Madeira is a very robust wine, and it is known to keep well even after the bottle has been opened for the first time.
Inventing the Madeira wine
In the Age of Exploration, the Madeira Islands became an important port for ships from the European mainland that needed to stock up on supplies and make other last minitue preparations before embarking on their long and perilous journeys. Records show that there has been a well-established wine selling industry on Madeir since at least the early 1500s, supplying ships with wine.
To prevent the wine from spoiling during long trips, neutral destilled beverages were added to the wine, bringing up the alcohol content. During the subsequent journey, the wine would be exposed to a lot of heat inside the holds of the ship while also being moved around by the high sea.
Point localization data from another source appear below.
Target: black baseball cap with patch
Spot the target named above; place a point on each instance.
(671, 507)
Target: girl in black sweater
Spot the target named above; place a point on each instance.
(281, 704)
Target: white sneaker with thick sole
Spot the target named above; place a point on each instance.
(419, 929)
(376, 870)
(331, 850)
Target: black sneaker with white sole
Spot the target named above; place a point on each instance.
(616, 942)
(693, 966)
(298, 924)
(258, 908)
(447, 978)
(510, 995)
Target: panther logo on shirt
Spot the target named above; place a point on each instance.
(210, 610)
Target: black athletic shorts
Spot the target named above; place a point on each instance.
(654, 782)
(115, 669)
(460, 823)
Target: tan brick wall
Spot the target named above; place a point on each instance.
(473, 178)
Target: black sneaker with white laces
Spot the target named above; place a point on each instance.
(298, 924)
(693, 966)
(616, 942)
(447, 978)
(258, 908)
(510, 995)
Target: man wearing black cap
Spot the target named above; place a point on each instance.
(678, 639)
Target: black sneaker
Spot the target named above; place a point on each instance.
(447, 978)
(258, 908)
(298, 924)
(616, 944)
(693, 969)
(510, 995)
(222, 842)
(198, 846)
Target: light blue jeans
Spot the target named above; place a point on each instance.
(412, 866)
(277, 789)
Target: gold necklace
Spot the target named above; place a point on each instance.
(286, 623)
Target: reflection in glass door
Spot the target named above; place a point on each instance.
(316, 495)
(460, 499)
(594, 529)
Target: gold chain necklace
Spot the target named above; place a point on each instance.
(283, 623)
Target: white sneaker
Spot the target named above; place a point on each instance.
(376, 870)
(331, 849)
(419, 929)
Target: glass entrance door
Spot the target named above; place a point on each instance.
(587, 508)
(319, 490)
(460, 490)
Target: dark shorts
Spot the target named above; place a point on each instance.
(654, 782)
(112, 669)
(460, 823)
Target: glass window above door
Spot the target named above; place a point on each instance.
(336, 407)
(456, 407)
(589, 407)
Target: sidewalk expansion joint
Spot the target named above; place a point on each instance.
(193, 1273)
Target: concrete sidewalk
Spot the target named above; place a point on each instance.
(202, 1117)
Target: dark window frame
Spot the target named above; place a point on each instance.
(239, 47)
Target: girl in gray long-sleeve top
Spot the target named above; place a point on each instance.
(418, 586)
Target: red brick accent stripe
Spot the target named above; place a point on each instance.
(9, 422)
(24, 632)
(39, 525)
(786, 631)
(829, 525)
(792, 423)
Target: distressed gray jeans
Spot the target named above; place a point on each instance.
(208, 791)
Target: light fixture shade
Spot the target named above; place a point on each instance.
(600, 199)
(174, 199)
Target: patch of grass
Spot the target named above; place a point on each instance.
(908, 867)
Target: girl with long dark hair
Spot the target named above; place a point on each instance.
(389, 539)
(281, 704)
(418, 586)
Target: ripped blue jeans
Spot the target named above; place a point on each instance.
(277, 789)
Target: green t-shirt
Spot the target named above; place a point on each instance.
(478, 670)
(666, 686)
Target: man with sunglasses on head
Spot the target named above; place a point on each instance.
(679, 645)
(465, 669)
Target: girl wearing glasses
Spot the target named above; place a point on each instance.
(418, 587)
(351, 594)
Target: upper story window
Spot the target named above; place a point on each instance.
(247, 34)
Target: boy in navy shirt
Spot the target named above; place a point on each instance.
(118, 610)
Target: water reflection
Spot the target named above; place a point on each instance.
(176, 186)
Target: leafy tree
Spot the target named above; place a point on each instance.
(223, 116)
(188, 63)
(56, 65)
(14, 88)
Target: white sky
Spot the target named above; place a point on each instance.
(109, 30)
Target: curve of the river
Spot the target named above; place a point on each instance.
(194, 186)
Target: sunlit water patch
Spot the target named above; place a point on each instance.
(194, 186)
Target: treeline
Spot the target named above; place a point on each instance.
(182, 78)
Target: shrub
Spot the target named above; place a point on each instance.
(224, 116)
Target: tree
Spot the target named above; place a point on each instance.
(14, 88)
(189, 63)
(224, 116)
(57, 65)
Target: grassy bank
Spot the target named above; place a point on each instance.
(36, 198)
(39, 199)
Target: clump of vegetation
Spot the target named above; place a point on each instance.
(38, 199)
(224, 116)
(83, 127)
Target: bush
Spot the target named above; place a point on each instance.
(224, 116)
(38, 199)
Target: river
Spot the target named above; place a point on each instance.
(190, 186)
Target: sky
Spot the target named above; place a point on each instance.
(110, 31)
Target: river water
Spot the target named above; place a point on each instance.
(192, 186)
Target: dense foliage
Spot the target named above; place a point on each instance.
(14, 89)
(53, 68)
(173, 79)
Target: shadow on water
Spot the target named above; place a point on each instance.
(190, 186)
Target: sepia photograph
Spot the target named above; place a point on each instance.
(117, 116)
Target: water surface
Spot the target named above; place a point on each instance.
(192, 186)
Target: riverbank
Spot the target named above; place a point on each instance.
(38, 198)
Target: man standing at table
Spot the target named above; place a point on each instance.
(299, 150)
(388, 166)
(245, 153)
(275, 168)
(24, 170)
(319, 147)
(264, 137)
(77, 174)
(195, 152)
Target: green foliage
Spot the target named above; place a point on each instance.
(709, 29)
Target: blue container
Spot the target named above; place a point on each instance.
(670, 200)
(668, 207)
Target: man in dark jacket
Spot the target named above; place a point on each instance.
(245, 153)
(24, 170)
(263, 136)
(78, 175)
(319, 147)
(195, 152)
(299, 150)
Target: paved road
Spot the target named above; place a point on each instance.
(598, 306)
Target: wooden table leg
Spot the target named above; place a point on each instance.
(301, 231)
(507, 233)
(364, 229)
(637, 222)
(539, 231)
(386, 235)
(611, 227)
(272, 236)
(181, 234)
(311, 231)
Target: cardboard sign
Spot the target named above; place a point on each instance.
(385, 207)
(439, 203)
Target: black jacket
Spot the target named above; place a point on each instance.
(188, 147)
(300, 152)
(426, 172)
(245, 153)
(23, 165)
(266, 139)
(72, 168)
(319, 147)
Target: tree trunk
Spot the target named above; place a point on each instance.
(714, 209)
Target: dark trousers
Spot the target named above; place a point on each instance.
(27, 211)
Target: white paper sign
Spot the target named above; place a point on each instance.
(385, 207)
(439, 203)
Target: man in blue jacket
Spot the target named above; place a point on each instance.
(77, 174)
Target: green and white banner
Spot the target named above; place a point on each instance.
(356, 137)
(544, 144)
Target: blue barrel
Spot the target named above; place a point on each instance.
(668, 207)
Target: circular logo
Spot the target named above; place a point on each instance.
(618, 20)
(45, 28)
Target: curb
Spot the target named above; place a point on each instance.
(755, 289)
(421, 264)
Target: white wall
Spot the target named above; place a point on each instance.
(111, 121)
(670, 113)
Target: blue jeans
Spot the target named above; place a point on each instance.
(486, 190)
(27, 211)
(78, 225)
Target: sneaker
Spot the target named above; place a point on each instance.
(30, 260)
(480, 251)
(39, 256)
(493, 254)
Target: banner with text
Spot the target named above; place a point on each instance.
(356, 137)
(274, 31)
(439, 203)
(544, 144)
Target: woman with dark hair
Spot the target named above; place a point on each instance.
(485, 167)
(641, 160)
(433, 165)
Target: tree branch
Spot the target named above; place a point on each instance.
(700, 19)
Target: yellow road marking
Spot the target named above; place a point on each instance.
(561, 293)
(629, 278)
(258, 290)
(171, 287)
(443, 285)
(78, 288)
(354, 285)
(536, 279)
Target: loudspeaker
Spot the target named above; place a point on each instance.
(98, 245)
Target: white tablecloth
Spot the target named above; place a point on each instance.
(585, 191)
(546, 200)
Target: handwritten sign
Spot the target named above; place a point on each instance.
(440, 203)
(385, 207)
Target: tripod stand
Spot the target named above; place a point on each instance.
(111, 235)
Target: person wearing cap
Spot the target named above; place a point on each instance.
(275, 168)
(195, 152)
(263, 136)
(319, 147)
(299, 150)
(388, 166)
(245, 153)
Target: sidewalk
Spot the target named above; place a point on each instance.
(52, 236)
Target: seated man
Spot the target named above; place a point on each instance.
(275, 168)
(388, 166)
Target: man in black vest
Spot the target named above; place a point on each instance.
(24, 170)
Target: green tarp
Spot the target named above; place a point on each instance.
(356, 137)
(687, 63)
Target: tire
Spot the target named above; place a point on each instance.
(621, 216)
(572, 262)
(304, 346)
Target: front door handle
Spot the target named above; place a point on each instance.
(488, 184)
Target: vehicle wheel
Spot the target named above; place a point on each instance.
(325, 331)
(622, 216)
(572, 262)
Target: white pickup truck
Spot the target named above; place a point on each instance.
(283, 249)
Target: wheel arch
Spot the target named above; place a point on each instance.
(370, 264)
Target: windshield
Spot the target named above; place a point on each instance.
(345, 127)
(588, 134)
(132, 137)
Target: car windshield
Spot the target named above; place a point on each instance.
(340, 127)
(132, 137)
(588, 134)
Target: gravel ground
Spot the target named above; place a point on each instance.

All these factors made the wine change into something quite different from the original wine.
According to one story, the wine merchants in Madeira didn’t know about this change until one shipment was returned to the island after a roundtrip and turned out to have a very different – and agreeable – taste. They then began marketing this typ of wine as vinho da roda, which means wines that have made a round trip. However, actually sending out the wine on a round-trip was of course very costly, so the Madeira wine merchants started experimenting with methods for achieving the same result on land. They created storage rooms known as estufas where the wine could be heated by the strong Madeira sun, and they eventually worked out how to treat the wine to make it age and change in the right way.
Once large-scale producting of cane sugar had been established, the spirit of choice for adding to the wine became cane sugar spirits. (The practise of adding brandy did not become widespread until the 1700s.)
Madeira wine today
Today, Madeira wine is made by placing wine in stainless stell vats and warming it up using the serpentine method, where warm water (45-50 degrees C) runs through a serpentine system for a minimum of three months. This heating process is called estufagem.
After the estufagem, its time for the wine to go through estágio, a resting period that’s at least three months long.
The wine will then be tested by a oenologist capable of finnishing the wine, making it ready to be placed in a bottle. Bottling the wine before the 31st of October of the second year following the harvest is not permitted.
In the European Union, only Madeira wine that comes from the Madeira Islands and fulfill certain other requirements may be marketed as Madeira or Madère. Outside the European Union, you might encounter other wines using these terms, such as the “Madeira” wine produced in California and Texas in the United States.